Segundo o Pe. Jose Eduardo Oliveira e Silva, a verdade revelada não nasce da sensibilidade humana, mas da iniciativa divina. Ela ilumina, corrige e orienta a consciência, enquanto a opinião, por mais legítima que seja, permanece limitada e sujeita a erro. Se você deseja compreender por que a fé católica exige discernimento atento entre o que Deus revelou e o que cada indivíduo pensa ou prefere, continue a leitura e veja que maturidade espiritual, responsabilidade moral e fidelidade eclesial se entrelaçam.
A verdade revelada como dom recebido de Deus
A verdade da fé não é descoberta humana. Deus revelou, ao longo da história da salvação, quem Ele é e qual é o caminho que conduz à vida. Essa revelação encontra seu ápice em Cristo e se transmite, pela Igreja, sem alteração. A verdade revelada possui estabilidade e autoridade porque não depende de modas, preferências ou interpretações privadas. Ela orienta a vida e sustenta a esperança.
Jose Eduardo Oliveira e Silva explica que a opinião é uma manifestação intrínseca da experiência humana, refletindo a diversidade de interpretações que cada indivíduo traz ao mundo. Essa interpretação é moldada por uma combinação única de formação, vivências e sensibilidades pessoais. Contudo, é crucial reconhecer que a opinião não carrega o mesmo peso que a verdade revelada.
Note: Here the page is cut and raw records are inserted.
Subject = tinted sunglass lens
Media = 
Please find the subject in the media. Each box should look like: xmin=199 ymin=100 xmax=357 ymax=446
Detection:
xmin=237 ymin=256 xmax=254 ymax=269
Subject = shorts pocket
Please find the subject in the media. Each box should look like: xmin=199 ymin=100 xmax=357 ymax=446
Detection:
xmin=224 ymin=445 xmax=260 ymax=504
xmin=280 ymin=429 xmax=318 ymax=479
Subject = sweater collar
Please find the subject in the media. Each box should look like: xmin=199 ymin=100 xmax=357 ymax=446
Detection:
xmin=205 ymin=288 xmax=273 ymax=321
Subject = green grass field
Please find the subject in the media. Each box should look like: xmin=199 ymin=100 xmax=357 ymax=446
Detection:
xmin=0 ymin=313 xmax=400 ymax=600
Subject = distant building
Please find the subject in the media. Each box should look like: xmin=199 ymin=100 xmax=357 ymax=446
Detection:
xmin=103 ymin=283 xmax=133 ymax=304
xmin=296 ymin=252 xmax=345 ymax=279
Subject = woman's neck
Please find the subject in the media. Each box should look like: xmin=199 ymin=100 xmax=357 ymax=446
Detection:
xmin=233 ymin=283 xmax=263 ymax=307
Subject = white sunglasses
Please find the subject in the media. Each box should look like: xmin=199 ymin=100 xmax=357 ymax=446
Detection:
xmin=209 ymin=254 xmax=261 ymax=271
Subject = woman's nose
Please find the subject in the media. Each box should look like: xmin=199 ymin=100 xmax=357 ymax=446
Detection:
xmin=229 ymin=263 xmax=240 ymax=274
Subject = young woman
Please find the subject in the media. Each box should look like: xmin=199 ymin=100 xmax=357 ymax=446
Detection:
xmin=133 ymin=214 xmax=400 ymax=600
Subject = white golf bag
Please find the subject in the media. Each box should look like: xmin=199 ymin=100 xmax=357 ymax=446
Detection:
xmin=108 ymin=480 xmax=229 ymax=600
Embora possa servir como um guia ou uma ferramenta de reflexão, a opinião é inerentemente vulnerável a erros, influências emocionais e condicionamentos culturais que podem distorcer a percepção. Quando opiniões são elevadas ao status de verdades absolutas, o resultado é frequentemente a confusão e a divisão entre as pessoas, dificultando o diálogo e a compreensão mútua.

A consciência que precisa ser iluminada pela fé
A consciência é sagrada, mas precisa ser formada. Somente quando iluminada pela revelação a consciência consegue julgar com retidão. A verdade revelada não anula a consciência; ela a educa. A opinião, quando contrariada pela doutrina, deve ser revisada com humildade. Esse processo não diminui a liberdade; ao contrário, liberta da tirania do próprio subjetivismo.
A fé é uma jornada coletiva, não um projeto isolado. A verdade revelada é preservada pela Igreja, e não por cada fiel individualmente. Conforme o sacerdote Jose Eduardo Oliveira e Silva, a comunhão com o Magistério e a Tradição atua como um escudo contra interpretações pessoais que podem distorcer a doutrina. A unidade em torno da verdade não apenas respeita a diversidade legítima, mas também previne divisões que podem ferir a fé.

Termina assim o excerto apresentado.